Since the dawn of time, our society implied that women’s bodies have two primary functions: to satisfy men, and to bear children. Women have rarely been encouraged to enjoy their bodies, to have fun with them, to make full use of what they have to offer, to embellish and enhance and decorate them as they do their living spaces. Because a body is a living space, of sorts, is it not? Over the course of an average woman’s lifespan, her body gives so much and goes through so many changes. Think pregnancy, childbirth, nursing, not to mention the physical and emotional toll of being the primary caregiver to not only children, but often also one’s parents. Perhaps one of the biggest appeals that tattoos have is the ability they give women to, quite literally and indelibly, reclaim their bodies from these myriad societal obligations as places for personal, and thus personalized, enjoyment and self-expression.

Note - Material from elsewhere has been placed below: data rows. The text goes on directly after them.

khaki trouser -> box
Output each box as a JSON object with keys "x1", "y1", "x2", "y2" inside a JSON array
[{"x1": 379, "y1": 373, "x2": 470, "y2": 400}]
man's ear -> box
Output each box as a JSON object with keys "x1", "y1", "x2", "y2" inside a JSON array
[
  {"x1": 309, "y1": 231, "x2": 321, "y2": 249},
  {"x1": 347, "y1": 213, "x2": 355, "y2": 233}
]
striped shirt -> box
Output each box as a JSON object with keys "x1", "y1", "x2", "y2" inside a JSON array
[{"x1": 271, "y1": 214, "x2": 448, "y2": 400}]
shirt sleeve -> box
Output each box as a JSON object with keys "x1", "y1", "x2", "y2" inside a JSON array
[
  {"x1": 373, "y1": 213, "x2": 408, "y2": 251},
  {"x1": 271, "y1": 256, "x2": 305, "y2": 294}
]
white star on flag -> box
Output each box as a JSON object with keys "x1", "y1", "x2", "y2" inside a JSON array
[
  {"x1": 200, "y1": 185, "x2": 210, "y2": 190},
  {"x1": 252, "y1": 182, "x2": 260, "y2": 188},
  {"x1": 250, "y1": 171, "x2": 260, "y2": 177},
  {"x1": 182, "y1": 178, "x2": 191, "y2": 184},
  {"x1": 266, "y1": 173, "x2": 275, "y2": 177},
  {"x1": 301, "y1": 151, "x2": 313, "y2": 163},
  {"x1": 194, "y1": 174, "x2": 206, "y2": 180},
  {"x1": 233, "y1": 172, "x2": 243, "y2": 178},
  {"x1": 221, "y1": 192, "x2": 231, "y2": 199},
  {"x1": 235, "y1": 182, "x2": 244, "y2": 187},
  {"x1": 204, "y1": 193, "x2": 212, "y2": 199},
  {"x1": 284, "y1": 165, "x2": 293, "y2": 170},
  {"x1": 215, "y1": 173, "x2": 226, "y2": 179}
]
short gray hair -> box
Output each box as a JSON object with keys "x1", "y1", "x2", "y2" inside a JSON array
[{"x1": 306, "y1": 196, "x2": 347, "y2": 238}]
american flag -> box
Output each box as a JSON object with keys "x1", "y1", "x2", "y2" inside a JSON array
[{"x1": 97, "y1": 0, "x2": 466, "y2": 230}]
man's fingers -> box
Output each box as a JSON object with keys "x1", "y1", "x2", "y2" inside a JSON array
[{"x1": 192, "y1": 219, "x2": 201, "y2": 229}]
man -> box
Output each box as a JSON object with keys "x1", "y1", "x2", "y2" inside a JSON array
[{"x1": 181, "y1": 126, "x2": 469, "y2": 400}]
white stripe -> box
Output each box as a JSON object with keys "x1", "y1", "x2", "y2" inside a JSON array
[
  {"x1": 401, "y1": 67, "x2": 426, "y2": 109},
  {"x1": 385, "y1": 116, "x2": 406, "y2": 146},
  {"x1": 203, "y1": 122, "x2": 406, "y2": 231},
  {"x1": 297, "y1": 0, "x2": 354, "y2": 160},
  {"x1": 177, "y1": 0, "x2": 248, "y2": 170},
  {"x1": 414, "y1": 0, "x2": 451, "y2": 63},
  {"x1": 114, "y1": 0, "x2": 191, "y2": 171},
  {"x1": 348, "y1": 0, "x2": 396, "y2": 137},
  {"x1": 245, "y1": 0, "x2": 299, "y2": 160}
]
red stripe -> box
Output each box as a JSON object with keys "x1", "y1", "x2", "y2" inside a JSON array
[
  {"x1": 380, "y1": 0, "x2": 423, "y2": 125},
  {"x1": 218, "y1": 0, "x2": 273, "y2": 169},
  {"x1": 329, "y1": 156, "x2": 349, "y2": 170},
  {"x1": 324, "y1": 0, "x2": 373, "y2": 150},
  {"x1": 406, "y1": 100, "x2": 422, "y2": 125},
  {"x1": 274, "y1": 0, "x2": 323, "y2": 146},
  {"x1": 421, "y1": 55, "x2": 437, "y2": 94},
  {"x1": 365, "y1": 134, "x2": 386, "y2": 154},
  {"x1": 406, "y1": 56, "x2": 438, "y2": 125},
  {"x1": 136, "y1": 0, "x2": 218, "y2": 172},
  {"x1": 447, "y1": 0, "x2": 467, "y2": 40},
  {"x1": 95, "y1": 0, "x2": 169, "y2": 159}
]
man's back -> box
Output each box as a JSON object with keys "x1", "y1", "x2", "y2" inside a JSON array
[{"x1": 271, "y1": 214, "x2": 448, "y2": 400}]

But don’t take my word for it. In order to get a wider perspective, I interviewed three women who have all had extensive love affairs with the needle. The first is Olivia, a millennial free spirit who grew up in a time when tattoos were already becoming mainstream. Then there’s Jessica, a woman who can be seen as a pioneer, playing her own small part in making the tattooed female body more socially acceptable by simply daring to be herself. Lastly, I connected with Helen, a tattoo artist working in downtown Toronto, for her insider’s take on women’s relationship with tattoos. All interviews have been edited for clarity and length.
Valeria: Tell me a little about yourself. Name. Age. What do you do? What are you like? What are your hobbies? What are some things that people would be interested to know about you?
Olivia: Hello! My name is Olivia, but many call me Bug! I am 20 years old, a Sagittarius, in my fourth year at Guelph-Humber University, studying visual communications within media! I grew up very interested in anything art related, as my grandma first introduced art to me when I was a small one. She taught me about music, visual art (she created amazing paintings) and brought me up surrounded by creativity. I've been making drawings, paintings and art collages since I was a child. I also write music and am generally interested in various different art forms such as film, photography, fashion and makeup. Overall, I try to surround myself with as much art as I can because I believe that it has an incredible power to positively connect people with each other and with the earth.
V: How did you come to the decision to get your first tattoo? What was the experience like?